Title: Kinetics-Action: Video Action Recognition (Subset)

Problem statement
Build a model that recognizes human actions in short video clips. Each video belongs to exactly one class (single-label multi-class classification). You are provided with a curated subset of the Kinetics dataset, reorganized for this competition.

Data description
- train_videos/: Folder of training videos with anonymized filenames.
- test_videos/: Folder of test videos with anonymized filenames.
- train.csv: Training metadata with columns:
  - video_id: Unique ID for the video (matches the filename without extension).
  - filepath: Relative path to the video file under train_videos/.
  - label: Ground-truth action class name (string), one of the classes in this subset.
- test.csv: Test metadata with columns:
  - video_id: Unique ID for the video (matches the filename without extension).
  - filepath: Relative path to the video file under test_videos/.
- sample_submission.csv: Example submission file with columns:
  - video_id: As in test.csv.
  - label: Your predicted class for each video_id.

Notes
- Filenames and paths are anonymized to avoid any label leakage; rely on the CSVs for labels and file locations.
- Videos are 5–15 seconds MP4s from YouTube, and cover a diverse set of human actions.

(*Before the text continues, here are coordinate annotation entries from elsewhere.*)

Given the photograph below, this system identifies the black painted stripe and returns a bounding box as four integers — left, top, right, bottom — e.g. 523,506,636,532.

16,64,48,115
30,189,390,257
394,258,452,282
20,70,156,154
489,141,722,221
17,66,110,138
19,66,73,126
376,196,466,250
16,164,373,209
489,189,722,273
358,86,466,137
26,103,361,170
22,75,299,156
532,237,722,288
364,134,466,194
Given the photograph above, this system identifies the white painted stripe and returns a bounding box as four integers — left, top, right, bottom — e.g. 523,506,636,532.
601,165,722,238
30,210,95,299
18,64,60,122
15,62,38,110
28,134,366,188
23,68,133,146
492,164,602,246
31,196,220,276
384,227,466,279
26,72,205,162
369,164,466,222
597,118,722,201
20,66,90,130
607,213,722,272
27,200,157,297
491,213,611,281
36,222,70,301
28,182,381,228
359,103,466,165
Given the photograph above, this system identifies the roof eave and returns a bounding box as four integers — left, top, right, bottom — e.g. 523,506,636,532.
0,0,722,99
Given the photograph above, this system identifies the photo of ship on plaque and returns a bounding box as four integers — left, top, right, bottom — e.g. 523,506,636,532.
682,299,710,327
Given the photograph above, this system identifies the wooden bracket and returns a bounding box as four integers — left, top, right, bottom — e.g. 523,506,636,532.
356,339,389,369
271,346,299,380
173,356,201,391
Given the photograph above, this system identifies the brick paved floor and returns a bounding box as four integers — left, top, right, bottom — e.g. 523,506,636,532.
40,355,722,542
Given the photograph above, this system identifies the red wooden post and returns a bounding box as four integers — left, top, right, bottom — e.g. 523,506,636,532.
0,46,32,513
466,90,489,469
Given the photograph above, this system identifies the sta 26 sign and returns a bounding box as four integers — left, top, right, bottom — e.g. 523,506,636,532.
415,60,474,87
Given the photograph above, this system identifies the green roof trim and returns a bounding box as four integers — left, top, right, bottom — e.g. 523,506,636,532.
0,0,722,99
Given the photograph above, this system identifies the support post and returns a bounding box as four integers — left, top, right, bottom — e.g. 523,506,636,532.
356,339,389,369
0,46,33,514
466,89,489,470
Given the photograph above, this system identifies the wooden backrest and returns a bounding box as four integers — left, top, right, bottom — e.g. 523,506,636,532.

The subset contains 400 classes with roughly 10–40 videos per class.

Evaluation
- Submissions must be a CSV with exactly two columns in this order: video_id,label, with one row per row in test.csv.
- The score is macro-averaged F1 (unweighted mean of per-class F1), computed on the hidden test labels. This metric treats all classes equally and is robust to class imbalance.
- Ties and undefined cases are handled safely (zero division yields F1=0 for the affected class; the overall score remains finite).

Data split
- We randomly and stratifiably split videos per class into train and test with an 80/20 ratio, ensuring every class appears in both train and test.
- Filenames are anonymized by hashing, and any original class-revealing names are removed to avoid leakage.

Files to use
- Training: train.csv and train_videos/.
- Testing: test.csv and test_videos/.
- Submission format: sample_submission.csv as a template.

Important constraints
- Keep the column names and their order exactly as specified.
- Only classes appearing in train.csv are valid predictions.
- Do not infer labels from filenames or folder names; use the provided CSVs exclusively.